Re: Automatically execute "Changes->Merge all non-conflicting" on startup
- From: Kai Willadsen <kai willadsen gmail com>
- To: Angel Ezquerra <angel ezquerra gmail com>
- Cc: meld-list <meld-list gnome org>
- Subject: Re: Automatically execute "Changes->Merge all non-conflicting" on startup
- Date: Mon, 25 Feb 2013 07:05:25 +1000
On 23 February 2013 18:40, Angel Ezquerra <angel ezquerra gmail com> wrote:
Hi,
I contribute to the mercurial project from time to time. Because of that I
follow the mercurial mailing list. Recently there has been a thread
discussing ways to improve the meld configuration that ships with mercurial.
The main issue is with the merge mode configuration. Currently we use the
following command line :
meld --label='local' $local --label='base' $base --label='other' $other
Where $local, $base and $other are replaced by the corresponding file names.
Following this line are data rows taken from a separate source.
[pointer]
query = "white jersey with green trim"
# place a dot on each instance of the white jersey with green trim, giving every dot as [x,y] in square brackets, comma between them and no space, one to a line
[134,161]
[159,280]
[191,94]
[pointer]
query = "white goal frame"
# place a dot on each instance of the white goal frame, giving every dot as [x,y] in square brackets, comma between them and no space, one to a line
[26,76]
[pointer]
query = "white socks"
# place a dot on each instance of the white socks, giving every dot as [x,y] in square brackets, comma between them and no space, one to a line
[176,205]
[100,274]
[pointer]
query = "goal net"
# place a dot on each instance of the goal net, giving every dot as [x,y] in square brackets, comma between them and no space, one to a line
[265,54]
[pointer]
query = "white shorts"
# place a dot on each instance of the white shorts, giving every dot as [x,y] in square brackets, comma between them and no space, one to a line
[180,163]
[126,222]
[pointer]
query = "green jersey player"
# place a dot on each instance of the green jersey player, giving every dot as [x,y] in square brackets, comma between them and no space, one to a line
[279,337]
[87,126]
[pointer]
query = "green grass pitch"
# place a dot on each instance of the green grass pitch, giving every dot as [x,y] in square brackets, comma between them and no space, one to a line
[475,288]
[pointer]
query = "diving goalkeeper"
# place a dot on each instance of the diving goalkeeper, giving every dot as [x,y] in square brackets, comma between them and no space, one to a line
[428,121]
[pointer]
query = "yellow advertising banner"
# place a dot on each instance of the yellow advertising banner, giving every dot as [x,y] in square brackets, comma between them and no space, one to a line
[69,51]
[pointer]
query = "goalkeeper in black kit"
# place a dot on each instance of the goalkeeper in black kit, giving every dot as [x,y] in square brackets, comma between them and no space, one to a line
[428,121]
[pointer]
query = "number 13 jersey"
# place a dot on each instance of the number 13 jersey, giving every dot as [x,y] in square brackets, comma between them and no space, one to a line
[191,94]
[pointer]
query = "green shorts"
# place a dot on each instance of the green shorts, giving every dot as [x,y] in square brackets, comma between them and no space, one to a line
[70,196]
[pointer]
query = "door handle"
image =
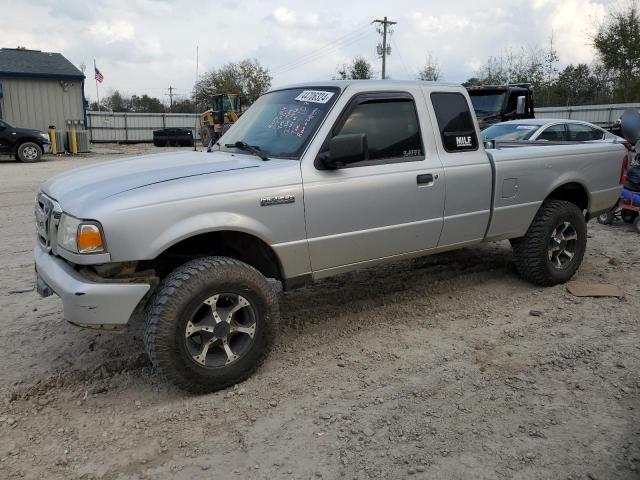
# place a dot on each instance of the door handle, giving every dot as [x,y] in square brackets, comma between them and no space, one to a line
[425,179]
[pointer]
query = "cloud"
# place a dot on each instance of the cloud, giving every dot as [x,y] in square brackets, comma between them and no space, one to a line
[112,32]
[284,16]
[143,46]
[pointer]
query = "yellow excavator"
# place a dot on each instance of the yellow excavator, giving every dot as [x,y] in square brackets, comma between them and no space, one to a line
[224,112]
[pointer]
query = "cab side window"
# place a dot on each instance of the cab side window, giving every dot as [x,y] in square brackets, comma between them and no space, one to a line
[454,121]
[392,129]
[584,133]
[554,133]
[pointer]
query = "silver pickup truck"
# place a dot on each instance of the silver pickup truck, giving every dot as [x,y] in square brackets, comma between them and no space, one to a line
[313,180]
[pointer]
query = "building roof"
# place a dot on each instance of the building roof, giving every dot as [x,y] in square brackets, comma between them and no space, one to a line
[36,64]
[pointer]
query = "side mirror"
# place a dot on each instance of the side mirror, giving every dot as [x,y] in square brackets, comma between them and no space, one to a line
[346,149]
[522,102]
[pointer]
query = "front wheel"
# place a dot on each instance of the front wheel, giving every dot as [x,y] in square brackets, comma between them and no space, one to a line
[553,247]
[29,152]
[210,324]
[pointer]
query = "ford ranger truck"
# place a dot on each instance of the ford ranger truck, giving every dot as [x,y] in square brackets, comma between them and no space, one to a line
[314,180]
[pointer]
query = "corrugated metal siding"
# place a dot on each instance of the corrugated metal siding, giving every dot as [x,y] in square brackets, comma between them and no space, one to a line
[135,127]
[602,115]
[37,104]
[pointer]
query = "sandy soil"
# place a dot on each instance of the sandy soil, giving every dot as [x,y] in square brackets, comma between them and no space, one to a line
[446,367]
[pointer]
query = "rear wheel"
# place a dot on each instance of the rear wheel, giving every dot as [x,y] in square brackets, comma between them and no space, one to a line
[628,216]
[211,323]
[29,152]
[607,217]
[553,247]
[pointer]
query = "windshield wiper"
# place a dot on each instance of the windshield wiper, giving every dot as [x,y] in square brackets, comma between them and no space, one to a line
[249,148]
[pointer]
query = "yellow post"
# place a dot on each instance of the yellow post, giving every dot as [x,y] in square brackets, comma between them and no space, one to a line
[74,142]
[52,138]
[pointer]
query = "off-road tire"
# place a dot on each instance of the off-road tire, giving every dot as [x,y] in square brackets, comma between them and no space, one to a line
[29,152]
[180,293]
[531,252]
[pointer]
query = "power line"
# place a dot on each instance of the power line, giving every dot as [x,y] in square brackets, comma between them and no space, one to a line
[404,65]
[384,50]
[331,50]
[345,40]
[170,95]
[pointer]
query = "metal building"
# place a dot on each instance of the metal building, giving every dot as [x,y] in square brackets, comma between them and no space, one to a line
[38,89]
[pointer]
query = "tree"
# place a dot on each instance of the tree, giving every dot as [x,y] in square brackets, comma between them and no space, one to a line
[359,69]
[146,104]
[246,77]
[116,102]
[575,86]
[183,105]
[472,82]
[430,72]
[617,42]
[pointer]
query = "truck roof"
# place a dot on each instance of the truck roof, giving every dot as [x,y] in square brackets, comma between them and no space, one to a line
[376,84]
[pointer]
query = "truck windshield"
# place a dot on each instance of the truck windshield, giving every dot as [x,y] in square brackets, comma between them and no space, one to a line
[509,131]
[487,103]
[280,124]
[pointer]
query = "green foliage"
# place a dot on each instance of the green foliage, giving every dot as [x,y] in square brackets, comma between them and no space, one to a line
[617,43]
[359,69]
[246,77]
[430,71]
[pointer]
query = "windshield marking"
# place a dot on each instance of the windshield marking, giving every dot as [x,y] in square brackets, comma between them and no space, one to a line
[314,96]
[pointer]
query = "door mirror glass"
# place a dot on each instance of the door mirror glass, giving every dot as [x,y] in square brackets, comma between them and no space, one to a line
[346,149]
[521,105]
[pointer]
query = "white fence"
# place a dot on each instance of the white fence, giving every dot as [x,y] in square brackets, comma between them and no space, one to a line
[603,115]
[135,127]
[139,127]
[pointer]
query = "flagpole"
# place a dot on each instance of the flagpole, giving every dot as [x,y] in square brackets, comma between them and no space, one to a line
[96,79]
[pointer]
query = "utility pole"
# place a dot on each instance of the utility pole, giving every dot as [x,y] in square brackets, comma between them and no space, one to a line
[383,49]
[170,94]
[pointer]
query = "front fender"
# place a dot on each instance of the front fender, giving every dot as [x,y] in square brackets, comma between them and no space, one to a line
[207,223]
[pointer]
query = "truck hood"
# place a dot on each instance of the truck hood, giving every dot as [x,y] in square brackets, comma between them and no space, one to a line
[82,186]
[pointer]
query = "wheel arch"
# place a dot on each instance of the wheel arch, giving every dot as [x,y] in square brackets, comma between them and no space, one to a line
[571,191]
[240,245]
[23,140]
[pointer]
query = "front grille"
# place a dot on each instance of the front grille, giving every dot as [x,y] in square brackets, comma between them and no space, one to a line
[47,213]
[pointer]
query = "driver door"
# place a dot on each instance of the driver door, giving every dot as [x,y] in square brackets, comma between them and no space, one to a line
[389,205]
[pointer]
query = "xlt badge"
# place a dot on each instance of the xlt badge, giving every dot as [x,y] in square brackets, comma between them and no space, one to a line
[277,200]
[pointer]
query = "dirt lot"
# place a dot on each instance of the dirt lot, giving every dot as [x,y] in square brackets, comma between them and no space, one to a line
[447,367]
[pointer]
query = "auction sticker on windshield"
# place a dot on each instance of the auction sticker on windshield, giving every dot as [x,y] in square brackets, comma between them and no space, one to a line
[315,96]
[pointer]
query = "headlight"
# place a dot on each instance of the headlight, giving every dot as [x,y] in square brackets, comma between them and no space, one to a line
[78,236]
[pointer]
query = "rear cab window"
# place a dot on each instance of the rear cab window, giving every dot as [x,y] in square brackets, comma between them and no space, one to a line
[455,122]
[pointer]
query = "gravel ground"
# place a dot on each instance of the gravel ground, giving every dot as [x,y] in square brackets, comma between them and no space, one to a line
[445,367]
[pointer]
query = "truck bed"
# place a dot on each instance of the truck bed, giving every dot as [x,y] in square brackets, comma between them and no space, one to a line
[525,175]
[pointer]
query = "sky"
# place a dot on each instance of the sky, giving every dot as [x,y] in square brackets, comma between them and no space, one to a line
[145,46]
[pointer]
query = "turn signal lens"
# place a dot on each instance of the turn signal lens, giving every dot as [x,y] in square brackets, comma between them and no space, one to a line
[89,239]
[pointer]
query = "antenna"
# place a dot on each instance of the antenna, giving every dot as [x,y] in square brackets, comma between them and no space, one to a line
[195,102]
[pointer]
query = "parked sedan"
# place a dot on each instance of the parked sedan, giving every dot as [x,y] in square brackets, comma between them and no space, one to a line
[548,130]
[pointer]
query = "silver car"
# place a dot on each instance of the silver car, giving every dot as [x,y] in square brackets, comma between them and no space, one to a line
[548,130]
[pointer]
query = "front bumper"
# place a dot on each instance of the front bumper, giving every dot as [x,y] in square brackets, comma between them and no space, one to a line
[86,303]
This forces users to make their changes on the left, local panel.
Right. When I started using Mercurial, I couldn't believe that this
was the default config. Changing this would be a very good idea.
It has been proposed to change it to:
meld --label='local' $local --label='merge' $base --label='other' $other -o
$output
With this change users would make their changes in the "base" central panel
which we would probably rename to "merge".
I personally think that this is the wrong approach, but I know that
others would disagree with me. I personally prefer (in Mercurial
terms, so the details may be wrong) $local $output $base with premerge
= True. This loses the ancestor information though, so until we add
diff3 support for pruning that out, I can't really say that it's an
obvious win.
Also, see the recent thread on this list about "Automatic 3-way merge
for conflicts".
The issue is that meld does not automatically try to merge the input files.
Instead you must manually click on the " "Changes->Merge all
non-conflicting" menu item. This is confusing to users because
My question is, is there a way to force meld to merge the non conflicting
changes when it starts? If not it would be great if it did, perhaps by
adding a "--merge" command line flag?
Unless I'm missing something, --auto-merge is what you're looking for,
possibly with a -o $output appended.